La pacca, a dire il vero, ho come l’impressione d’averla presa sulle chiappe, ché da queste parti, oh, non si fa altro che correre. Tanto che a tratti mi tornano alla mente gli abitanti dell’Isola di Santiago. Atletici, instancabili e con dei culi ma dei culi, che se ci ripenso, mi dico, vuoi vedere che con tutta ‘sta corsa alla fine vien fuori anche a me un culo così.
Lo ammetto, un po’ lo spero, ché la speranza, si sa, è l’ultima a morire. E così, mentre corro, mi capita anche di sperare. In un culo migliore e in un sacco di altre cose decisamente più edificanti. Come ad esempio che il nostro correre quotidiano prima o poi ci porti da qualche parte. Ché ok il non poter aver tutto sotto controllo, ma ogni tanto, dico io, sarebbe anche il caso di saperlo dove si sta andando. Non fosse altro per il fiato e le gambe, che col passare degli anni, di tutta questa corsa per chissà dove, iniziano un po’ a risentirne.
Di tanto in tanto, allora, me lo chiedo: Si può sapere dov’è che stiamo andando esattamente?
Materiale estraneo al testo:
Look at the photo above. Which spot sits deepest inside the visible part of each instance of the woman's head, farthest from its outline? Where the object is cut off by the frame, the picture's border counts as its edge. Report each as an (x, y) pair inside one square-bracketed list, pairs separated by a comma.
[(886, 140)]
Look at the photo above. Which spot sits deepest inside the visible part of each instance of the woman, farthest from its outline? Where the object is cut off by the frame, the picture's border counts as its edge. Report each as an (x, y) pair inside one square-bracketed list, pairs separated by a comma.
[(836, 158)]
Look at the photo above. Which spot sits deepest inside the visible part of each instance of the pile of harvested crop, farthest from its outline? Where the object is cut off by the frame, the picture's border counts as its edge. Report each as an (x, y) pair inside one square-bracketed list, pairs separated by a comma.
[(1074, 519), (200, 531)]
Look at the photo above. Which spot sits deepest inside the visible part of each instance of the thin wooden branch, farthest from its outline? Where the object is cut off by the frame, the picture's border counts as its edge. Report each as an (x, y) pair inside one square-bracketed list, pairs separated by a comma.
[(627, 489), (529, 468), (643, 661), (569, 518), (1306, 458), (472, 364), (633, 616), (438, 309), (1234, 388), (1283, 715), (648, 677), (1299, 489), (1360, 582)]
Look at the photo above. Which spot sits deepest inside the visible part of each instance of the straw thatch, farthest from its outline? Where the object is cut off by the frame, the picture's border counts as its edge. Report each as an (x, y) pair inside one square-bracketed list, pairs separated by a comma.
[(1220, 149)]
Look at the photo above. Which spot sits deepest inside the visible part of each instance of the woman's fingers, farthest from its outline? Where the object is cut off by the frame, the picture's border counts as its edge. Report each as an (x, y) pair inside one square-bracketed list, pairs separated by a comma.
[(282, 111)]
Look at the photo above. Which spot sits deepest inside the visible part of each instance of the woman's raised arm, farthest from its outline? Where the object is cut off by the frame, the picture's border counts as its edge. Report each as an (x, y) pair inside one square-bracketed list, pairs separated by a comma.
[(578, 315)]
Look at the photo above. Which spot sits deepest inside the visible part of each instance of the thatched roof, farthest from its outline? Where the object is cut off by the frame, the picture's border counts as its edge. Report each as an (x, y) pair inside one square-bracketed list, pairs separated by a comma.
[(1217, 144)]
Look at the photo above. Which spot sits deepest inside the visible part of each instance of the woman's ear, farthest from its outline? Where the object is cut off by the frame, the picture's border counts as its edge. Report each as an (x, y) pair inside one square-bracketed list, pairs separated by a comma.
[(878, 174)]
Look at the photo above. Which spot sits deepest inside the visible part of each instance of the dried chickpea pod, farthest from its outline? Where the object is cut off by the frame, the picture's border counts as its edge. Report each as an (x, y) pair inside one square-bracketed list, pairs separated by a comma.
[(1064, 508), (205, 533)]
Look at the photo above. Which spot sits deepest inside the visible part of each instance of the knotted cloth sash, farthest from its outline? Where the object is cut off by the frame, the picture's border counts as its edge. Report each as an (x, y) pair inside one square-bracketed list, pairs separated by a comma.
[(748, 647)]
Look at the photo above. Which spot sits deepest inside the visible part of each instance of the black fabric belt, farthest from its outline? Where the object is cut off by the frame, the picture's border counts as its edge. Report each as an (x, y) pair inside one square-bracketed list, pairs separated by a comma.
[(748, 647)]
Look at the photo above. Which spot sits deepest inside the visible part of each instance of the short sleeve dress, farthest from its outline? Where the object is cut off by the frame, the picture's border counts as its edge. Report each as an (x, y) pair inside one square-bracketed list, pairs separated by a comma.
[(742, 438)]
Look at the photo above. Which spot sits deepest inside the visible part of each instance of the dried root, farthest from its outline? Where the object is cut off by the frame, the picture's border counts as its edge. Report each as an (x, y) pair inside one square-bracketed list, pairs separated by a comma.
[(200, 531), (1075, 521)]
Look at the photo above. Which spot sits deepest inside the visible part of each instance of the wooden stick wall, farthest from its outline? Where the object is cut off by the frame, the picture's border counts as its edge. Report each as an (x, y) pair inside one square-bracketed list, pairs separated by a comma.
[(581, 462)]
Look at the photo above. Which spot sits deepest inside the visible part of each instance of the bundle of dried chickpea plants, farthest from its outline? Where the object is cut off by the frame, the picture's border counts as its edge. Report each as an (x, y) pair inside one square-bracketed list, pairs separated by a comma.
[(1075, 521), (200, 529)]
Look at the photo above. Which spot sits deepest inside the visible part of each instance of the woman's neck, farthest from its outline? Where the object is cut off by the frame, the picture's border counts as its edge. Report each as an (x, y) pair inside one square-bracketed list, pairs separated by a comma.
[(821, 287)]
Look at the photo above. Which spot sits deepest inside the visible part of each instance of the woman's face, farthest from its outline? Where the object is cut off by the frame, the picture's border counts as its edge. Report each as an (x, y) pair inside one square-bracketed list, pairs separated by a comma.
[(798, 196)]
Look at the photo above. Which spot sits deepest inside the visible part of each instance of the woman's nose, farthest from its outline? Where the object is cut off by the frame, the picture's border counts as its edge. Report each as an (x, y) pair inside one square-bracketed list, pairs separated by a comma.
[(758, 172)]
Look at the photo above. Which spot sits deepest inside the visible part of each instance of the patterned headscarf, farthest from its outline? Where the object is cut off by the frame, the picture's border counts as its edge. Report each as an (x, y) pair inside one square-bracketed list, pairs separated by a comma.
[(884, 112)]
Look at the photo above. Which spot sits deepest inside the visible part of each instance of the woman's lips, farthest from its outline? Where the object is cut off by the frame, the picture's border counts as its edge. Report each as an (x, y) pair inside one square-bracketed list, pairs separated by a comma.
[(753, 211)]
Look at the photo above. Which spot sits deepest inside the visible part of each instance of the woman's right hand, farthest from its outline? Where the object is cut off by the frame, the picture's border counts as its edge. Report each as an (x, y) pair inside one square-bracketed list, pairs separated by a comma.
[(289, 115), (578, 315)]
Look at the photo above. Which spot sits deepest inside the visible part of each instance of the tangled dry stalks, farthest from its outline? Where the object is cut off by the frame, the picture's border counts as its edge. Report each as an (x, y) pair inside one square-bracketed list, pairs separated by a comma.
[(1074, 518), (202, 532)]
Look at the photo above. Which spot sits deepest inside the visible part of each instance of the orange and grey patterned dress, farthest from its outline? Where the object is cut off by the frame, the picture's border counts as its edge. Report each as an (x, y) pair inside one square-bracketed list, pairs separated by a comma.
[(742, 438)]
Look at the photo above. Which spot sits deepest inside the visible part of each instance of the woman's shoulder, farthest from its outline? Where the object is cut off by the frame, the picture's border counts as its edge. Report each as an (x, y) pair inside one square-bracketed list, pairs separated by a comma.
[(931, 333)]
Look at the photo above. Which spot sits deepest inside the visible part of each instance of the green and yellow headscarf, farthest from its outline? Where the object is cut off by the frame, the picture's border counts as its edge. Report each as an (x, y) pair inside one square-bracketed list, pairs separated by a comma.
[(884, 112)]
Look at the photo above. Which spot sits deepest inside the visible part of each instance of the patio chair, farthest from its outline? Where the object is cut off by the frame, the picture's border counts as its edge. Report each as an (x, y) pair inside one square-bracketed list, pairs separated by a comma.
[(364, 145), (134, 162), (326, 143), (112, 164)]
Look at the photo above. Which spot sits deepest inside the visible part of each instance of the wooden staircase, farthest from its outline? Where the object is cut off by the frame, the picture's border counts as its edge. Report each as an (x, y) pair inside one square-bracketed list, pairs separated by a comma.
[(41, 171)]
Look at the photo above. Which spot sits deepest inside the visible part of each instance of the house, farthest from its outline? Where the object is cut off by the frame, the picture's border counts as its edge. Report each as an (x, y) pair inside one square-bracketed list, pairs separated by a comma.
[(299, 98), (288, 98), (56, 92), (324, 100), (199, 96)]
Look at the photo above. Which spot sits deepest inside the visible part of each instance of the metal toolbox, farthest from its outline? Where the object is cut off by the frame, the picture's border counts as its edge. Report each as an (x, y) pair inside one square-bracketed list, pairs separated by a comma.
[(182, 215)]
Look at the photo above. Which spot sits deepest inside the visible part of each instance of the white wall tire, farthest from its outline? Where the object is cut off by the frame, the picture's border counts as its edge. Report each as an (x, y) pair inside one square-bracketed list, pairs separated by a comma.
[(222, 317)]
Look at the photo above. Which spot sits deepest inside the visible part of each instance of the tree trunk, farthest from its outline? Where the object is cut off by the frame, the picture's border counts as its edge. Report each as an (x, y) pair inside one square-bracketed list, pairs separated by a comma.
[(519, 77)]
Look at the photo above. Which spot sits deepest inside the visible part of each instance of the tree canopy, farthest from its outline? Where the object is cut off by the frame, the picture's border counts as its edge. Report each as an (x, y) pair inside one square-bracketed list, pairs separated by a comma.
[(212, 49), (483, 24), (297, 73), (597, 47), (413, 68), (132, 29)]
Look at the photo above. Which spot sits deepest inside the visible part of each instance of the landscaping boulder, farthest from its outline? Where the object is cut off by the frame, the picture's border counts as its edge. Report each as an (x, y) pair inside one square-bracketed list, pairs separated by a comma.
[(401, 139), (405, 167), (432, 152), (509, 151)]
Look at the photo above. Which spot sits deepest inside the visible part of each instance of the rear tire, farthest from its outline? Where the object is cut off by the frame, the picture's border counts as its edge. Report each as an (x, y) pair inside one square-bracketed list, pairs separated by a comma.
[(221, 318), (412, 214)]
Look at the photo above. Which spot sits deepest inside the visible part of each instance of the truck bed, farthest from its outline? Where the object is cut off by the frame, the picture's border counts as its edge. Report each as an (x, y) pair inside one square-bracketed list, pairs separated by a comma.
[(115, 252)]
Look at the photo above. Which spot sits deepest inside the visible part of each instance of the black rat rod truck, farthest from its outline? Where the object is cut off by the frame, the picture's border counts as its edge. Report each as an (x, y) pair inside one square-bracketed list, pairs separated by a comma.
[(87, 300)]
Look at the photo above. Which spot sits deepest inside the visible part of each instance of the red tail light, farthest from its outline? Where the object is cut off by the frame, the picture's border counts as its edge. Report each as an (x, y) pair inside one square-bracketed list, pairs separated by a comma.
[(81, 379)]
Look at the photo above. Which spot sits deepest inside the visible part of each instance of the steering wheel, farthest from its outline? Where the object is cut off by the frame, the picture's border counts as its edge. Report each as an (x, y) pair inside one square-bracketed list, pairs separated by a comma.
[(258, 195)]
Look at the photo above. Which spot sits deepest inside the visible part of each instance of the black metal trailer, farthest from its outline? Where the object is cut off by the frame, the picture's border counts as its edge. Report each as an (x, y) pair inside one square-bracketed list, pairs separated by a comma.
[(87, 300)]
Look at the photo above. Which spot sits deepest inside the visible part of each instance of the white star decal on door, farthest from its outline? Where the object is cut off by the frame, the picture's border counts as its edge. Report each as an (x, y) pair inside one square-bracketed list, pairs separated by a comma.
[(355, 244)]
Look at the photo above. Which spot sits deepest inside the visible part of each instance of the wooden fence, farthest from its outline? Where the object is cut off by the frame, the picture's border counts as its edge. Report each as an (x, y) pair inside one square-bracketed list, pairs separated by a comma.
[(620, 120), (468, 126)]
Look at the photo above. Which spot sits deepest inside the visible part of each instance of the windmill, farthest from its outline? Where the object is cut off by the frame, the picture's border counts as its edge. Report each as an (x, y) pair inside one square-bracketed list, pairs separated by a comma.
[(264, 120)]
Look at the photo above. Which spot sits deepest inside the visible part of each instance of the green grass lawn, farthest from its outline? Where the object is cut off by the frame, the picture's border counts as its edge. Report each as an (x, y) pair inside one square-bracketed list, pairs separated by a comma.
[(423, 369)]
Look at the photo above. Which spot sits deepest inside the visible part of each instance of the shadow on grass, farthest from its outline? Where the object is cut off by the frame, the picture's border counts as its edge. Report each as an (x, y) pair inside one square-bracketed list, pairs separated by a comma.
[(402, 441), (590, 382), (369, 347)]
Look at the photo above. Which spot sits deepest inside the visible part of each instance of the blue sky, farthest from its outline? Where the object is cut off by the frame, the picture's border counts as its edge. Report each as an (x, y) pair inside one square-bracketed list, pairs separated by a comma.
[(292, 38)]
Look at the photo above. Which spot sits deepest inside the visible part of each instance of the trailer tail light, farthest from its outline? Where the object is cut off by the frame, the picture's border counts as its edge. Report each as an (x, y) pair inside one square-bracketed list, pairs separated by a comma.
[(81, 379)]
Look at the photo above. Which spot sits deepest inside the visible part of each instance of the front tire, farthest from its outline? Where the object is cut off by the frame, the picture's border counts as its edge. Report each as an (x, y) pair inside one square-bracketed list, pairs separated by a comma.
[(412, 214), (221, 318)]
E quando lo faccio, be’, lo faccio ad alta voce, ché la risposta non può mica esser solo la mia.
A quanto pare, però, la mia voce è troppo bassa o forse si muove su frequenze diverse da quelle a cui mi rivolgo. Chi lo sa?
Quel che è certo è che quella domanda cade spesso nel vuoto, in un toc silenzioso che ricorda quello di un cellulare che tocca terra. Che le prime volte ti disperi, ma dopo un po’ che capita, non ci fai più manco caso. Lo raccatti e via, in attesa della prossima inevitabile caduta.
Toc.
Chissà, forse la verità è che in questa vita ognuno corre da solo e un po’ dove gli pare. Anche se ‘sta cosa, a me, non piace mica poi tanto. Be’, per fortuna ci pensano i cenci dell’Anna a tirarmi su. Per Berlingaccio s’è data un gran da fare e figuriamoci se la Mau non ce ne avrebbe portati un po’ anche a noi, ché la parentesi delle arance, mi sa, non ha fatto in tempo ad aprirsi che si è già conclusa. E così, con quel dolce sapore in bocca e la voce di Cesária Évora che mi gira in testa, in questo grigio inizio di marzo io continuo a sperare. Prima o poi quella risposta arriverà; e chissà, magari anche un bel culo capoverdiano.